Quand ce n'est pas à travers les accommodements raisonnables, l'intégration des immigrants ou la qualité de l'enseignement du français, c'est à travers les dangers de la bilinguisation du Québec que s'exprime l'insécurité culturelle des Québécois. Ces derniers jours, la question des dangers d'un enseignement généralisé de l'anglais a dominé le débat public, donnant lieu à des emportements parfois navrants. Revenons à l'essentiel.
La défense de la langue française n'est pas un vain combat. La langue et la culture françaises sont ce qui définit et protège le Québec. Elles ont été et seront toujours notre meilleur rempart contre l'américanisation de notre société. Elles la mettent à l'abri du rouleau compresseur de la culture américaine contre lequel le Canada anglais a tant de mal à se défendre, comme nous le rappelait cette semaine un colloque tenu à l'université McGill sur la culture canadienne.

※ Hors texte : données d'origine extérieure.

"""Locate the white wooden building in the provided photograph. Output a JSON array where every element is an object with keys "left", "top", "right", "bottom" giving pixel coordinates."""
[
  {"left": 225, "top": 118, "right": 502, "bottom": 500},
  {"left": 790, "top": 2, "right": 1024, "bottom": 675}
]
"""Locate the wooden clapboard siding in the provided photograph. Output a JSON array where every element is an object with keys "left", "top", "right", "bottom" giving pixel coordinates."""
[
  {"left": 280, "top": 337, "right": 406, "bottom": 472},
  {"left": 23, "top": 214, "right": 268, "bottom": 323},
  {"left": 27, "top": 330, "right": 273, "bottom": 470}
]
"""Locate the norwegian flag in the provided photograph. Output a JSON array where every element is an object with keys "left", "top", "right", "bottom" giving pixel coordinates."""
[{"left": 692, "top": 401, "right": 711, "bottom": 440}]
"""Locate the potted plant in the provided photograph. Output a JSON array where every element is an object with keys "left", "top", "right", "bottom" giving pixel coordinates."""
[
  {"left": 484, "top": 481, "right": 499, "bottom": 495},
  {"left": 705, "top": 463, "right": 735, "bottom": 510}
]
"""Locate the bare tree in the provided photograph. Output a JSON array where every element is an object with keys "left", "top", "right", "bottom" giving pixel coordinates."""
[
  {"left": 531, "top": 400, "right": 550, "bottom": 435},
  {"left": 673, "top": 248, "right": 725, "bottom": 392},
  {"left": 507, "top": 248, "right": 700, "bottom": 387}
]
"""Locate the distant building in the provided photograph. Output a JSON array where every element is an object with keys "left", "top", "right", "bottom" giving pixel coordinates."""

Il y a donc lieu d'être attentif à tout ce qui peut apparaître comme une menace.
À lire et à entendre tous les commentaires émis à la suite des propos tenus par la chef du Parti québécois sur l'enseignement de l'anglais, on pouvait toutefois croire à certains moments que notre fin était arrivée. Même une fois ces propos rectifiés, certains estiment que pour la survie de la «race», il vaudrait mieux tout simplement ne pas enseigner l'anglais afin d'éviter la bilinguisation du Québec et la disparition à terme du français. Ici, nous grossissons le trait, mais à peine.
Par une sorte de réflexe instinctif de protection, certains Québécois nationalistes refusent de parler l'anglais et même de l'apprendre. Dans les années 60 et 70, plusieurs en faisaient un geste politique. Pauline Marois s'en est elle-même confessée cette semaine, rappelant son séjour au début des années 70 dans l'Outaouais, où la défense du français était un combat constant. On n'en est plus là. Depuis, il y a eu la loi 101 et l'anglais est devenu la langue universelle de communication. Oui, elle est porteuse d'une culture, l'américaine surtout, mais on ne peut pas nier son utilité comme outil de communication.
Enseigner l'anglais, il le faut. Surtout, il doit être bien enseigné. Nous partageons l'avis de Mme Marois selon qui ce ne doit pas être dès la première année. Il faut qu'à la sortie du cégep, les étudiants francophones puissent le parler, le lire et l'écrire, tout comme les étudiants anglophones doivent à l'inverse parler, lire et écrire le français. Cela ne fera pas du Québec un pays bilingue avec, comme langue commune, le franglais. Le bilinguisme est un choix individuel dicté non seulement par des goûts personnels mais avant tout par la nécessité. Qui n'a pas besoin de l'anglais ne le parlera pas et oubliera peu à peu sa deuxième langue. Par contre, celui qui en a besoin pour le travail, les études ou les loisirs n'aura pas à se battre pour rattraper une formation qu'il n'aura pas reçue correctement.
On ne peut certes pas ignorer que la force d'attraction de l'anglais à Montréal puisse susciter des inquiétudes légitimes. La réalité linguistique n'y est pas la même qu'à Québec. Une fois sur deux, les jeunes allophones font le choix de fréquenter un cégep anglais. Ce problème ne se résoudra pas par une politique limitative de l'enseignement de l'anglais. Il faut une politique de valorisation du français.
Les gouvernements des dernières années, libéraux comme péquistes, n'ont pas fait tous les efforts nécessaires à cet égard. Les politiques d'intégration et d'enseignement du français aux immigrants ont fait l'objet de compressions budgétaires. Québec reprend aujourd'hui modestement l'enseignement du français dans les milieux de travail. Il faudrait évidemment en faire plus. Il faudrait revenir aux COFI, dont on se désole aujourd'hui de la disparition. On peut imaginer toutes sortes de programmes, mais une seule chose compte vraiment: il doit être évident, tant pour l'immigrant qui arrive au Québec que pour l'étudiant qui entre sur le marché du travail après le cégep ou l'université, que le français est une langue utile, nécessaire et indispensable. Point!